9. The immunogenic diffusion chamber according to claim 1, wherein the tumor cells are obtained from a subject and treated in vitro for 3 to 48 hours.
10. An immunogenic diffusion chamber for use in a method for inducing an antitumor immune response in a target that requires it, The method includes implanting the immunogenic diffusion chamber into the subject for a period of therapeutically effective duration. The immunogenic diffusion chamber comprises an insulin-like growth factor 1 receptor antisense oligodeoxynucleotide (IGF-1R AS ODN) having the sequence of SEQ ID NO: 1, tumor cells, and a second amount of the IGF-1R AS ODN.
11. The immunogenic diffusion chamber according to claim 10, wherein the tumor cells and the second amount of IGF-1R AS ODN are irradiated with gamma rays.

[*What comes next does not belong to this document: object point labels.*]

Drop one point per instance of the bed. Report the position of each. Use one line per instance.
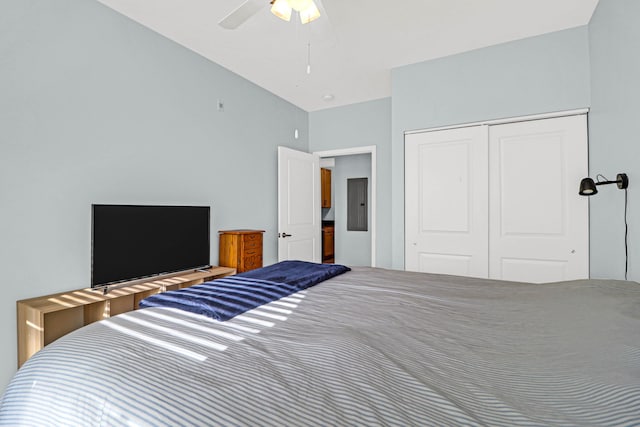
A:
(368, 347)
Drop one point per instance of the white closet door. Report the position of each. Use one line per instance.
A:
(446, 224)
(538, 228)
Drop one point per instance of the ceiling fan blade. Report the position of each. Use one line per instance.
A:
(245, 11)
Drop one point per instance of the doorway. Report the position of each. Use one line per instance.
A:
(351, 247)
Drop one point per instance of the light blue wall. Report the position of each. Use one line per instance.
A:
(614, 132)
(351, 247)
(95, 108)
(529, 76)
(363, 124)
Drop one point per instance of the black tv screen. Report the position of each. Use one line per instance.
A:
(132, 242)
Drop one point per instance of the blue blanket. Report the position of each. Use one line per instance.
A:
(225, 298)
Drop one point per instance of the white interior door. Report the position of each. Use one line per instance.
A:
(446, 202)
(538, 222)
(298, 206)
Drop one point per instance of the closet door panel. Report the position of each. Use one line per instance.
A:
(538, 228)
(446, 224)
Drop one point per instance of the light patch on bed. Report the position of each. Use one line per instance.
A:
(175, 333)
(268, 315)
(155, 341)
(285, 304)
(202, 317)
(276, 309)
(191, 325)
(256, 321)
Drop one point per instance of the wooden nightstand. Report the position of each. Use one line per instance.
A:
(241, 249)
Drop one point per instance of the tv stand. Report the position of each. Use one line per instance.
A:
(44, 319)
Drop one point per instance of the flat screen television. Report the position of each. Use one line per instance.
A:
(130, 242)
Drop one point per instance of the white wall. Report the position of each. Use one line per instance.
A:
(95, 108)
(614, 129)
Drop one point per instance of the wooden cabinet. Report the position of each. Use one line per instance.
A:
(42, 320)
(325, 185)
(327, 244)
(241, 249)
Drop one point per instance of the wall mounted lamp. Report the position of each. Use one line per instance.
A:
(588, 188)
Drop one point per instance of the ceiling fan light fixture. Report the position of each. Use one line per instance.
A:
(281, 9)
(309, 14)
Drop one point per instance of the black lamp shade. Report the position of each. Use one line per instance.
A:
(587, 187)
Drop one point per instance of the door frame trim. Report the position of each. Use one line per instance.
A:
(505, 120)
(368, 149)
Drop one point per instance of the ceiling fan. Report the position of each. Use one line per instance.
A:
(307, 10)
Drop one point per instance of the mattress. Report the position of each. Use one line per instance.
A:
(369, 347)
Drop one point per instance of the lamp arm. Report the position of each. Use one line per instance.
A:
(622, 181)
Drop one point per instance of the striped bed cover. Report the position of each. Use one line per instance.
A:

12. The immunogenic diffusion chamber according to claim 11, wherein the tumor cells and the second amount of IGF-1R AS ODN are irradiated with gamma rays at a maximum of approximately 15 Gy.
13. The immunogenic diffusion chamber according to claim 12, wherein the tumor cells are irradiated with gamma rays at a dose of approximately 1 Gy, approximately 2 Gy, approximately 4 Gy, approximately 5 Gy, approximately 6 Gy, or approximately 10 Gy.

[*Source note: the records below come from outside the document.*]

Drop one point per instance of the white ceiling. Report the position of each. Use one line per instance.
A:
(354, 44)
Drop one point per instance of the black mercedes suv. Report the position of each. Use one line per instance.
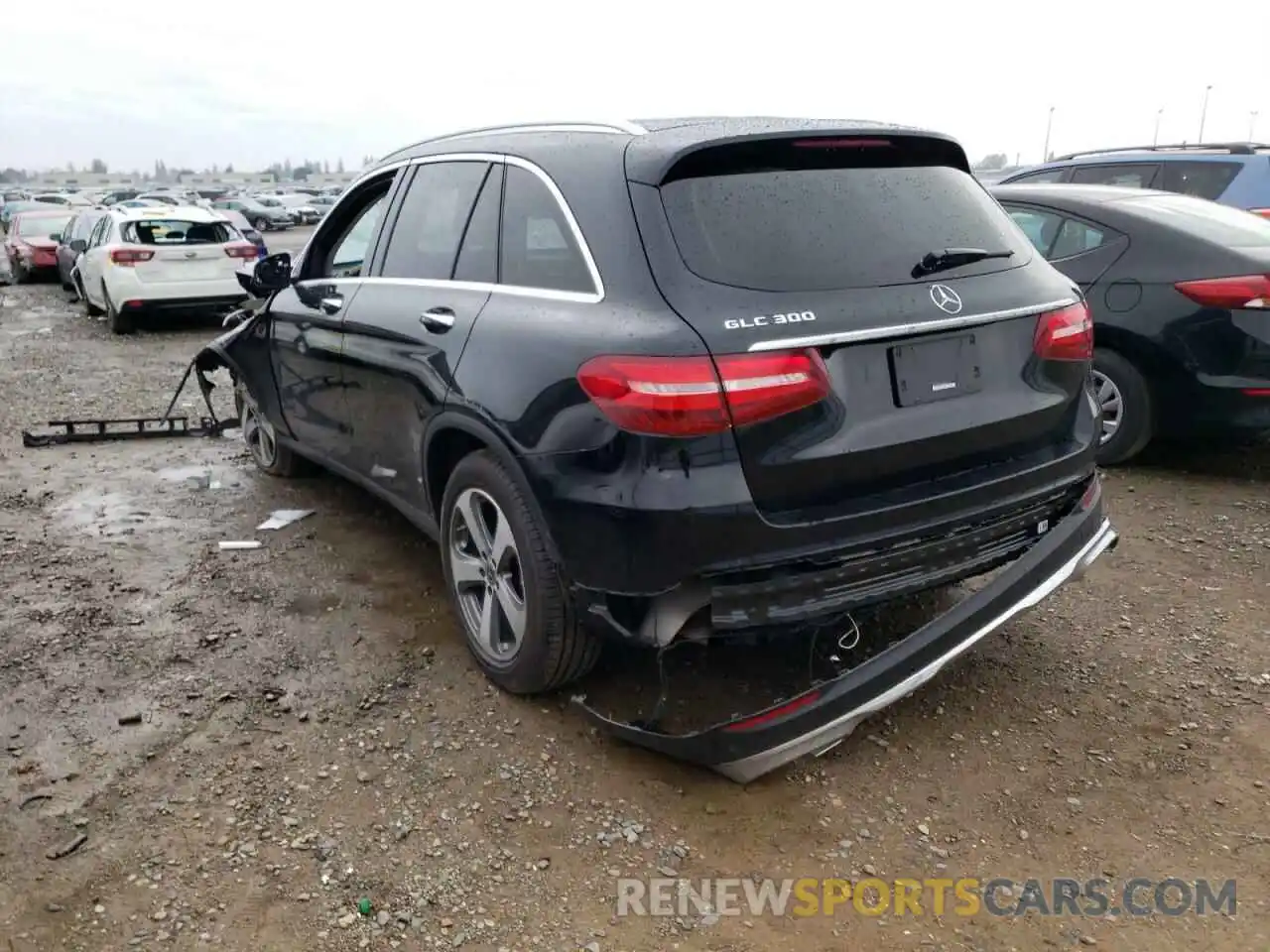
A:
(747, 373)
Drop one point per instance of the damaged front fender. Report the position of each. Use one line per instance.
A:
(817, 720)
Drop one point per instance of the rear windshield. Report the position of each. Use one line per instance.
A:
(1209, 221)
(829, 229)
(172, 231)
(41, 225)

14. The immunogenic diffusion chamber according to claim 11, wherein the tumor cells are irradiated at least two, at least three, at least four, or at least five times.
15. The immunogenic diffusion chamber according to claim 11, wherein the tumor cells are obtained from the subject and treated in vitro for 3 to 48 hours.
16. The immunogenic diffusion chamber according to claim 10, wherein the subject is suffering from at least one selected from the group consisting of glioma, astrocytoma, breast cancer, squamous cell carcinoma of the head and neck, papillary renal cell carcinoma type 2, lung cancer, pancreatic cancer, gallbladder cancer, rectal cancer, classical Hodgkin lymphoma, ovarian cancer, and colorectal cancer.
17. The immunogenic diffusion chamber according to claim 16, wherein the subject is suffering from a glioma.
18. An immunogenic diffusion chamber according to claim 10, which is implanted in the abdomen of the subject.
19. The immunogenic diffusion chamber according to claim 18, which is implanted into the rectus abdominis muscle sheath of the subject.
20. The immunogenic diffusion chamber according to claim 10, further comprising administering a systemic amount of the pharmaceutical composition containing IGF-1R AS ODN to the subject.